A Cannington karate instructor said there was a range of benefits from getting involved in the sport beyond just learning how to fight.

World Shotokan Karate-Do Federation main instructor Grant Rollinson had worked as an instructor for more than 30 years and said getting involved in karate would benefit mental focus, aerobic skills and help develop good morals and principles.

“A lot of Japanese culture promotes good character and that’s a really big area of karate,” he said.

“It promotes respect for others, awareness of your environment, reading people, having empathy and having self control.”

Karate was a martial art developed in Japan as early as the 14th century and exists in competitions across the world.

In 2016 the International Olympic Committee confirmed it would feature in the Summer Olympics for the first time in 2020.

Mr Rollinson operated classes in Cannington and his organisation also functioned in Double View, Craigie, and Swan Valley.

He said children as young as three-years-old and adults as old as 69 had been in his classes.

Classes for children were designed to be about learning karate principles and developing balance, coordination, focus and listening skills.

“The kids love it. There’s a lot of social interaction, when you’re learning different types of fighting and exercises the kids change partners a lot. They get accustomed to lots of different people and lots of different cultures.”

“Most of the games we do are not just games for games sake, they’re really designed to develop the brain as well as the body and really push them out of their comfort zone.”

Mr Rollinson said the adult classes were more serious.
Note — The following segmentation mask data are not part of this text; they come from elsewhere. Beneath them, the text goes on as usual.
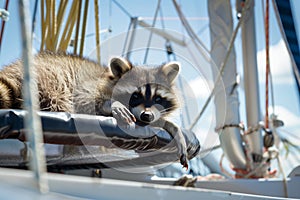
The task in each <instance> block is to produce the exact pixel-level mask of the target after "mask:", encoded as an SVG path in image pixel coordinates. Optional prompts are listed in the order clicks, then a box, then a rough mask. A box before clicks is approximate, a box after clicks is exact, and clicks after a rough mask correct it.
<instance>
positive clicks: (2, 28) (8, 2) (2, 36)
mask: <svg viewBox="0 0 300 200" xmlns="http://www.w3.org/2000/svg"><path fill="white" fill-rule="evenodd" d="M8 4H9V0H6V2H5V6H4V9H5V10H7V9H8ZM4 28H5V20H3V19H2V25H1V32H0V50H1V46H2V38H3V34H4Z"/></svg>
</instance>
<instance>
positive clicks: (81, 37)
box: [79, 0, 89, 57]
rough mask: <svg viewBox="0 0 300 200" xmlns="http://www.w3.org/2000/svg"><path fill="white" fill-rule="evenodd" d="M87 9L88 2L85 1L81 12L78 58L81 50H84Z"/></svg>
mask: <svg viewBox="0 0 300 200" xmlns="http://www.w3.org/2000/svg"><path fill="white" fill-rule="evenodd" d="M88 9H89V0H85V4H84V11H83V24H82V32H81V41H80V49H79V56H80V57H82V56H83V48H84V41H85V39H84V38H85V32H86V22H87V14H88Z"/></svg>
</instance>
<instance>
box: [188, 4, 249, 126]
mask: <svg viewBox="0 0 300 200" xmlns="http://www.w3.org/2000/svg"><path fill="white" fill-rule="evenodd" d="M249 2H250V0H246V2H245V6H244V7H243V9H242V13H241V18H240V20H239V22H238V24H237V26H236V27H235V30H234V32H233V33H232V35H231V38H230V40H229V45H228V47H227V53H226V56H225V58H224V61H223V62H222V63H221V66H220V71H219V73H218V76H217V78H216V81H215V82H214V87H213V89H212V91H211V93H210V95H209V97H208V98H207V100H206V102H205V103H204V105H203V108H202V110H201V111H200V113H199V114H198V116H197V117H196V118H195V119H194V121H193V123H192V124H191V126H190V127H189V130H192V129H193V128H194V127H195V125H196V124H197V122H198V120H199V119H200V118H201V116H202V115H203V113H204V111H205V110H206V108H207V106H208V104H209V103H210V100H211V99H212V97H213V95H214V93H215V91H216V89H217V83H218V82H219V81H220V80H221V77H222V74H223V71H224V69H225V66H226V63H227V60H228V58H229V56H230V53H231V50H232V48H233V45H234V41H235V38H236V36H237V33H238V30H239V28H240V26H241V25H242V23H243V21H244V18H245V12H246V10H247V9H249V5H250V4H249Z"/></svg>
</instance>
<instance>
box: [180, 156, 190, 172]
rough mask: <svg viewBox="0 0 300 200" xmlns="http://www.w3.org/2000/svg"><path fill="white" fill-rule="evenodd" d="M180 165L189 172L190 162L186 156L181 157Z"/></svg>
mask: <svg viewBox="0 0 300 200" xmlns="http://www.w3.org/2000/svg"><path fill="white" fill-rule="evenodd" d="M180 163H181V165H182V168H185V169H186V170H188V168H189V165H188V161H187V158H186V155H185V154H182V155H181V156H180Z"/></svg>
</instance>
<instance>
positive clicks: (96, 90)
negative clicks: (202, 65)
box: [0, 52, 188, 168]
mask: <svg viewBox="0 0 300 200" xmlns="http://www.w3.org/2000/svg"><path fill="white" fill-rule="evenodd" d="M33 65H34V73H35V75H36V76H35V77H36V79H35V84H36V86H37V89H38V92H39V106H40V110H42V111H53V112H70V113H82V114H91V115H93V114H96V115H102V116H113V117H114V118H116V120H117V121H118V124H123V125H124V124H127V125H128V124H133V123H135V124H137V125H141V126H145V125H151V126H154V127H161V128H163V129H165V130H166V131H167V132H168V133H169V134H170V135H171V136H172V137H173V138H174V139H175V141H176V144H177V148H178V156H179V160H180V163H181V164H182V165H183V167H186V168H188V164H187V147H186V142H185V139H184V136H183V133H182V132H181V129H180V128H179V127H178V126H177V125H176V124H174V123H172V122H170V121H168V120H166V116H168V115H169V114H170V113H172V112H173V111H174V110H175V109H177V108H178V107H179V102H178V98H177V95H176V94H175V88H174V87H175V86H174V81H175V80H176V77H177V75H178V73H179V70H180V65H179V63H177V62H170V63H167V64H163V65H161V66H158V67H145V66H134V65H133V64H132V63H131V62H129V61H128V60H126V59H124V58H121V57H114V58H112V59H111V61H110V63H109V67H105V66H100V65H98V64H96V63H95V62H93V61H91V60H88V59H85V58H80V57H77V56H73V55H65V54H56V53H49V52H44V53H39V54H37V55H36V56H35V57H34V59H33ZM22 82H23V67H22V61H21V60H19V61H17V62H15V63H13V64H10V65H8V66H5V67H4V69H3V70H2V71H0V108H13V109H21V108H22V103H23V97H22Z"/></svg>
“More self defence. We do three major types of fighting. They consist of what to think, traditional training, learning correct techniques and developing automatic responses.”

The club had competed in local and state competitions and usually did well.

Mr Rollinson said his students had received medals in just about every category of competition at every age.

He said classes started from $15 and people who trained at one club would be able to access any of the other WSKF clubs for free.

“Our association is in over 92 across the world and we travel to Japan every second year.”

“All the instructors are Department of Sport and Recreation qualified coaches and we’re all working with children approved.”